Data jurisdiction United States. Headquartered at 25 W. 52nd Street, New York, NY. Subject to U.S. law and FTC jurisdiction (currently the subject of an active First Amendment lawsuit by NewsGuard against the FTC).

Where servers are located — affects which governments can request your data

Security rating Adequate

Privacy policy summary

Browser extension reports the URLs you visit to NewsGuard's rating database to display the appropriate shield. Account required for paid subscribers. Personal data handled per U.S. consumer privacy norms. Specific retention periods not published on the marketing site.

How to protect yourself:

Treat shield ratings as one input, not a verdict — NewsGuard publishes the underlying nutrition label and you should read it before quoting the score. The extension reports visited URLs to NewsGuard servers, so use a separate browser profile or skip it entirely when researching sensitive sources. Don't rely on NewsGuard alone for sites at the political edges where its ratings are actively contested. For libraries and classrooms, pair it with explicit instruction on the nine criteria so students learn the framework, not the badge.

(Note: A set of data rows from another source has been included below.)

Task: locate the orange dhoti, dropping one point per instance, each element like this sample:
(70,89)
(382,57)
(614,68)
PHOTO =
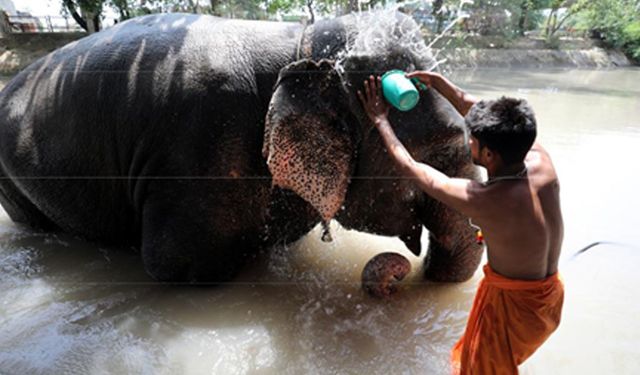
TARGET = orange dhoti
(509,320)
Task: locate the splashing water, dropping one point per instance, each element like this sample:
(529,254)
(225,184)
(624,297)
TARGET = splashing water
(386,33)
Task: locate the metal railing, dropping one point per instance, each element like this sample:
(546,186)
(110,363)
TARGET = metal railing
(42,24)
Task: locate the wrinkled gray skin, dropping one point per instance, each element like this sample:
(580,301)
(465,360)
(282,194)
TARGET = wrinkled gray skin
(153,134)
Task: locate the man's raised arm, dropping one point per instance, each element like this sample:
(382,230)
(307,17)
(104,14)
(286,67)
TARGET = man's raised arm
(456,96)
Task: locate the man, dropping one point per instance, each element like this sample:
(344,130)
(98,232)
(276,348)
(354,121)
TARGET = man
(519,300)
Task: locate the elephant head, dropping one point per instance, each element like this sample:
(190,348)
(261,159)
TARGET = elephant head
(319,143)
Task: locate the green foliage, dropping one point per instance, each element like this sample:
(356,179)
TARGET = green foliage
(617,22)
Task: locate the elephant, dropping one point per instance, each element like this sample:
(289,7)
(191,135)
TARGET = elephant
(202,141)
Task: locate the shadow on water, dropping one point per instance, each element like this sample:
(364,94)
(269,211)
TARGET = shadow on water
(94,309)
(585,82)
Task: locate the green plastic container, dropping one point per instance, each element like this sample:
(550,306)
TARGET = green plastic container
(399,91)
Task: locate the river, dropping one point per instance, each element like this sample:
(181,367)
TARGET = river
(72,307)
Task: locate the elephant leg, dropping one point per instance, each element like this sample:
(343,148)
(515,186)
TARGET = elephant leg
(187,240)
(453,254)
(289,218)
(19,208)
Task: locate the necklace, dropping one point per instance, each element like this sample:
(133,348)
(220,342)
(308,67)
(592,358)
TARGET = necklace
(516,176)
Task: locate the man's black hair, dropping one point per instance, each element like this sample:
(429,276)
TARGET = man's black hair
(506,126)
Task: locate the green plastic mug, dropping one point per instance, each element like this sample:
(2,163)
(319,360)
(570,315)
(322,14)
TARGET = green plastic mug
(399,91)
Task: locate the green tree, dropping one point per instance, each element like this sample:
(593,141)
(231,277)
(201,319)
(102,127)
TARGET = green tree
(85,12)
(616,22)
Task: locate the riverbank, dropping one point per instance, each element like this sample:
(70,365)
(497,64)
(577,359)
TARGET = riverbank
(20,50)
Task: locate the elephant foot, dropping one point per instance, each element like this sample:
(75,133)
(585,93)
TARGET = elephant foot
(382,274)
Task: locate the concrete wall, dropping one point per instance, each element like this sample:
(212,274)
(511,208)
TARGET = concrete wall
(19,50)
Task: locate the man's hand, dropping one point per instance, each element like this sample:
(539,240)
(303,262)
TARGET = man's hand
(373,102)
(460,99)
(425,77)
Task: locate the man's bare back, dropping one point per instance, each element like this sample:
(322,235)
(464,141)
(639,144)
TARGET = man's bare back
(525,213)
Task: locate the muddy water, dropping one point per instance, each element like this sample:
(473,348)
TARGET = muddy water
(67,306)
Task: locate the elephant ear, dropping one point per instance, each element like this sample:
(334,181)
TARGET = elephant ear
(308,146)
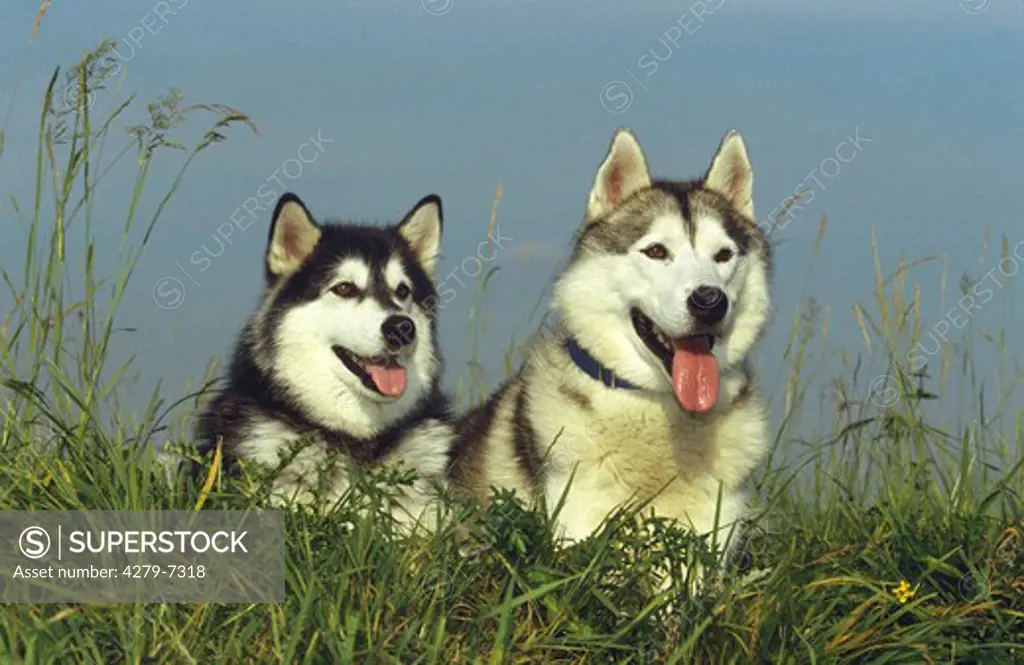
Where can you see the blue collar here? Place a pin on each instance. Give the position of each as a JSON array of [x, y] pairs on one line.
[[593, 367]]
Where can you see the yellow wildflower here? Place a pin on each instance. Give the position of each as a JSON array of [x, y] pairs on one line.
[[903, 592]]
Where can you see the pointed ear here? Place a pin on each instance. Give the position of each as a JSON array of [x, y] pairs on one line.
[[623, 172], [293, 237], [731, 174], [422, 230]]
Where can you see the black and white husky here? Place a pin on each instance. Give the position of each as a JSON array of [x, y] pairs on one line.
[[643, 389], [341, 352]]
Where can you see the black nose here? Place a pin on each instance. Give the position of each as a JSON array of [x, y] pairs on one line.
[[398, 332], [708, 304]]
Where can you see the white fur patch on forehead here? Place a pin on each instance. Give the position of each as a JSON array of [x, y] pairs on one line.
[[353, 269], [394, 274], [710, 234], [668, 229]]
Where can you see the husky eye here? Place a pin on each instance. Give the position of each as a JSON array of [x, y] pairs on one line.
[[656, 252], [345, 290]]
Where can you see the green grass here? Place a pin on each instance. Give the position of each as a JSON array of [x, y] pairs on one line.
[[885, 496]]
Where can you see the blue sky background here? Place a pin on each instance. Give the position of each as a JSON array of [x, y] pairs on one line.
[[456, 96]]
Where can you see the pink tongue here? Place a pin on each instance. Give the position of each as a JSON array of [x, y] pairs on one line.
[[694, 374], [390, 379]]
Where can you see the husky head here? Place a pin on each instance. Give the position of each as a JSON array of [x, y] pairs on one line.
[[345, 328], [668, 285]]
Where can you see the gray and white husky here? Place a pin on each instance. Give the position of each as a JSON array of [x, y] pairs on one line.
[[341, 352], [643, 390]]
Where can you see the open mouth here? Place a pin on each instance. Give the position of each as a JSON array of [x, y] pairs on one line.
[[687, 360], [382, 374]]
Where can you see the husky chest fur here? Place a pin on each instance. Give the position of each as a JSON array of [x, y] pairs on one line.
[[340, 352], [641, 389]]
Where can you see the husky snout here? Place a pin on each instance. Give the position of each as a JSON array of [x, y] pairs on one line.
[[399, 333], [708, 304]]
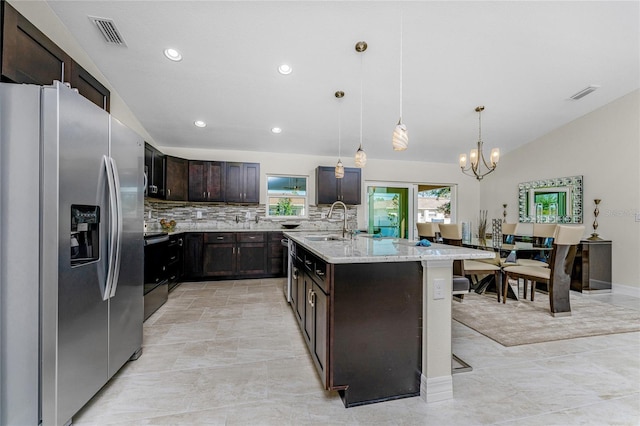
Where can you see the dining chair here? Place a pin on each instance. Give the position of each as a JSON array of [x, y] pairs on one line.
[[427, 230], [557, 276], [508, 232], [451, 234]]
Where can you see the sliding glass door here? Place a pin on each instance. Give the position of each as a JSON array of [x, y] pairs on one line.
[[389, 211], [394, 208]]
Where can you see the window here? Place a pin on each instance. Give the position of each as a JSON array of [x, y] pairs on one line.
[[287, 196]]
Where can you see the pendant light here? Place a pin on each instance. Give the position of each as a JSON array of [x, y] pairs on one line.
[[361, 156], [400, 138], [339, 172], [476, 156]]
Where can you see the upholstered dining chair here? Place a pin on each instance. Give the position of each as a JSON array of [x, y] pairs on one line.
[[541, 232], [452, 234], [508, 231], [557, 276], [427, 230]]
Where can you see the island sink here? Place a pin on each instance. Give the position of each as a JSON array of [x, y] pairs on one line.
[[324, 238]]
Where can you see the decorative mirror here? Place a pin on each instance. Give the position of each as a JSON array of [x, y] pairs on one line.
[[556, 200]]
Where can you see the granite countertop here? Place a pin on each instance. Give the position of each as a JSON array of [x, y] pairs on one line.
[[366, 249]]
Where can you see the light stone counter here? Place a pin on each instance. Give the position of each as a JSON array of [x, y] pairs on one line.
[[437, 266], [364, 248]]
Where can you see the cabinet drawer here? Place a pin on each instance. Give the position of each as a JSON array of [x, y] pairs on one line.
[[219, 237], [320, 272], [251, 237], [276, 236], [275, 249]]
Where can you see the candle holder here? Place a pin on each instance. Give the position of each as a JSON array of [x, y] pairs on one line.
[[596, 212]]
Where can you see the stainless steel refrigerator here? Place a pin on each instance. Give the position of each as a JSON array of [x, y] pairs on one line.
[[71, 251]]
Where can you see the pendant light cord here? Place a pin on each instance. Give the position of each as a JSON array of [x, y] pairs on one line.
[[401, 27], [361, 68], [339, 130]]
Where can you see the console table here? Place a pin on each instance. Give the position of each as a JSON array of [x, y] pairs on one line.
[[592, 267]]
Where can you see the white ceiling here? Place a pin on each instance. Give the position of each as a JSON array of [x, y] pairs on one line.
[[521, 60]]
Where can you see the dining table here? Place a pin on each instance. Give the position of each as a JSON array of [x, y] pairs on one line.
[[511, 252]]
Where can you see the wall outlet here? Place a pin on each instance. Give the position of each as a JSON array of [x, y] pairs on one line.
[[438, 289]]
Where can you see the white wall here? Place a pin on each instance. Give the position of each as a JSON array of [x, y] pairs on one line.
[[604, 147], [40, 14], [375, 170]]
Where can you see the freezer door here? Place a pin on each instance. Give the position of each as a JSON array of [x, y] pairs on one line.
[[127, 303], [75, 329], [19, 258]]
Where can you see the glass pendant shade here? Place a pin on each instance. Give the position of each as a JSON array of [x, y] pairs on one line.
[[361, 157], [474, 157], [339, 172], [400, 139], [495, 156]]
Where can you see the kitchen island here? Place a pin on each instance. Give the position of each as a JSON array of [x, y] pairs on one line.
[[376, 314]]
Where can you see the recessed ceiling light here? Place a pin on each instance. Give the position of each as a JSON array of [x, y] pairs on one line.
[[285, 69], [173, 54]]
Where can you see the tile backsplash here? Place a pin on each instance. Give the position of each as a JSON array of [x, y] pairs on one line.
[[212, 216]]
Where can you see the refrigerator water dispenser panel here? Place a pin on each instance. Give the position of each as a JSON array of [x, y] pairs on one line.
[[85, 234]]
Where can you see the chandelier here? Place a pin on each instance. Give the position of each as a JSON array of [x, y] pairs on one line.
[[361, 156], [478, 166]]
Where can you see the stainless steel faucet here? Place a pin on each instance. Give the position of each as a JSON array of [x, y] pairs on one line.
[[344, 222]]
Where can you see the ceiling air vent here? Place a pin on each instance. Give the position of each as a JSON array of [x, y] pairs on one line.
[[108, 29], [584, 92]]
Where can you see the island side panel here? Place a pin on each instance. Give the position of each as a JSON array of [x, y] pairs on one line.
[[437, 382], [376, 331]]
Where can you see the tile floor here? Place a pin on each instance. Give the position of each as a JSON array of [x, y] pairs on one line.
[[230, 353]]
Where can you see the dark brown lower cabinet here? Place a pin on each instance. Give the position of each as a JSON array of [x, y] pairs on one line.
[[193, 255], [362, 324], [219, 254]]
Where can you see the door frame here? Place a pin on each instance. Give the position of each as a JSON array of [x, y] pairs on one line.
[[412, 232]]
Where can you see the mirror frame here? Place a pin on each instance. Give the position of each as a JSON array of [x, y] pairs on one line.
[[572, 185]]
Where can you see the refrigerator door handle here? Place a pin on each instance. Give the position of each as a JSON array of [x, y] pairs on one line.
[[112, 230], [118, 240]]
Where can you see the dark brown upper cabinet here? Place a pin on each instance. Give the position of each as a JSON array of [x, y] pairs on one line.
[[176, 174], [206, 181], [329, 189], [154, 171], [89, 87], [30, 57], [243, 183]]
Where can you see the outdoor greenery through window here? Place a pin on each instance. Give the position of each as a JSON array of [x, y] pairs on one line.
[[434, 204], [287, 196]]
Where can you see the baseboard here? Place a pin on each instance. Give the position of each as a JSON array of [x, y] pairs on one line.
[[626, 290]]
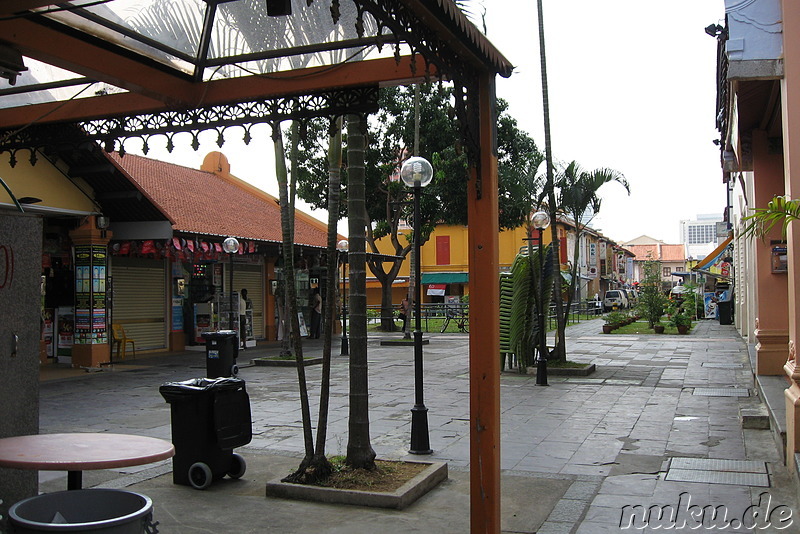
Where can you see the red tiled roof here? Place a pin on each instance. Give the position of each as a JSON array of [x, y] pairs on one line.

Standard commercial SaaS. HTTPS in transit. U.S. jurisdiction. The risk profile here is editorial and political, not technical: NewsGuard sees the URLs you visit, and the company is actively litigating with the FTC. For routine library and classroom use, the security posture is fine. For sensitive newsroom research, use a separate browser profile or skip the extension.

Who Owns This

Owner NewsGuard Technologies, Inc. Co-CEOs and Co-Editors-in-Chief Steven Brill and L. Gordon Crovitz. Investors include Publicis Groupe (lead), Knight Foundation, Blue Haven Initiative, ImpactAssets, and Fitz Gate Ventures.
Funding Venture and strategic capital. $6M seed in 2018 led by Publicis Groupe. Subsequent Series A from ImpactAssets and others. Founders retain governing rights over editorial products.
Business model Subscription. $4.95/month consumer extension. Free distribution via Microsoft Edge (Microsoft pays). Free site licenses for libraries and schools. Enterprise contracts with advertisers (brand safety) and AI companies (training data hygiene, retrieval grounding). Government contracts have included a $25,000 State Department grant that became the subject of litigation.

Known issues

Politically contested. House Oversight probe opened 2024. Daily Wire/Federalist/Texas AG lawsuit against State Department grant proceeding. NewsGuard v. FTC First Amendment suit filed February 2026 alleging FTC Chairman Ferguson used Omnicom-IPG merger conditions to block ad-agency clients from using NewsGuard. Defamation suit by Consortium for Independent Journalism dismissed March 2025. Critics on the right argue ratings skew left; NewsGuard publishes its methodology and gives sites a right of reply. Browser extension reports visited URLs to NewsGuard servers.

Pricing

$4.95/month for personal browser extension. Free for all Microsoft Edge users. Free for libraries and schools. Enterprise pricing for advertisers and AI companies (NewsGuard for AI, NewsGuard for Advertising).

This is an editorial assessment based on publicly available information as of 2026-04-07, using our published methodology. Independent security review is pending. Security posture can change at any time. This is not a guarantee of safety.